イオンのぼやきは止まらず、最後はもう合槌すら打たなかったアレシア。


ああ、こういうことだったのね…


大きく息を吐いて心を整えると、とびきりの笑顔でイオンのことを見上げた。



「この国のために責務を果たしているイオンのことを格好いいって思うわ。本当に素敵よ。」


「アレシア…君の期待に応えられるよう、僕は死ぬ気でこの職務を全うする。これは僕にしか出来ないことだからね。」


「ええ、私も王妃としてあなたと…んっ!」


イオンに口付けされたせいで最後まで言えなかったアレシア。

最高潮に達したイオンの口付けが一度で終わるわけがなく、二度三度と続き、その度に深くなっていく。

意識が朦朧としていく中、残った僅かな理性でファニス達の存在を思い出し部屋の様に視線を向けたがそこには誰もいなかった。空気を読み、すでに部屋から逃げ出していたのだった。


二人きりであることに気付いていたイオンは、逃がさないようアレシアの腰を支えながらゆっくりとソファーまで誘導していく。

外はもう陽が落ちかけており、気を利かせた誰かさんのおかげで灯が消された室内は薄暗い。
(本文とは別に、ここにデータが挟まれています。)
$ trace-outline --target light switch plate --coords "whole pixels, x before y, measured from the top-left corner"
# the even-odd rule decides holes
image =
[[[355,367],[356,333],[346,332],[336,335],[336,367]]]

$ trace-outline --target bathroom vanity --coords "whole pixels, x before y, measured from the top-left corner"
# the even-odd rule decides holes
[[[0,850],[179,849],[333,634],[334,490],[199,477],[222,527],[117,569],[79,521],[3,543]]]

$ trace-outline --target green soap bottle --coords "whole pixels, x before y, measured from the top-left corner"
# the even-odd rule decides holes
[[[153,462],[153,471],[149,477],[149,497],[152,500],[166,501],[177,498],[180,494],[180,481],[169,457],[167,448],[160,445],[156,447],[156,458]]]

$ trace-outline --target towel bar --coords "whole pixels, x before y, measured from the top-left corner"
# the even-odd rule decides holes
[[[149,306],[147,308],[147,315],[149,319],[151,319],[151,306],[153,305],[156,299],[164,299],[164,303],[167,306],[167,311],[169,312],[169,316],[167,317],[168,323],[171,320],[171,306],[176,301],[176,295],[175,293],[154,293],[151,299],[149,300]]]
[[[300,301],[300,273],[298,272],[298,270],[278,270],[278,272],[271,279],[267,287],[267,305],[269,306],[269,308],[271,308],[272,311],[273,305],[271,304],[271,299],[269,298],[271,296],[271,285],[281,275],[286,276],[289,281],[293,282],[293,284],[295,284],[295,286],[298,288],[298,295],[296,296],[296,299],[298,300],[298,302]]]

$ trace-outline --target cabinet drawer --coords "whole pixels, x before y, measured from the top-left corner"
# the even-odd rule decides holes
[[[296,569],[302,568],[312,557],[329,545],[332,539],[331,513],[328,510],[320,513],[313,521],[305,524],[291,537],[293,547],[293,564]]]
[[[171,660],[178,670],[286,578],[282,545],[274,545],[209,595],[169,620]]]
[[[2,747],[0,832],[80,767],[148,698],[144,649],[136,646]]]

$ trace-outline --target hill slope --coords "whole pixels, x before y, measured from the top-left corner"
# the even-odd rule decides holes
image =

足元がふらつくアレシアの後頭部を支えながら丁寧にソファーに横たえると、イオンは上着を脱ぎ捨て彼女の上に覆い被さった。



「きゃっ」

「言葉で伝え切れない愛は、やはり行動で伝えるべきだよね。」


そう言って極上の笑みを見せると、羞恥心で顔を背けるアレシアの顎を掴み自分に向けさせた。涙で潤む彼女の瞳を優しく指で拭う。



「ぜんぶ受け取って」


恥ずかしさで死にそうになっているアレシアは何も言えず、顔を隠すようにイオンの首にしがみついた。

それを肯定を捉えたイオンは、全身を使って存分に己の愛を伝えたのだった。


お読みいただきありがとうございます!

相変わらず暴走気味のイオンです笑

ちなみに、ファニス達が退出後外側から鍵をかけており、イオンはその音を確認してから決行してます。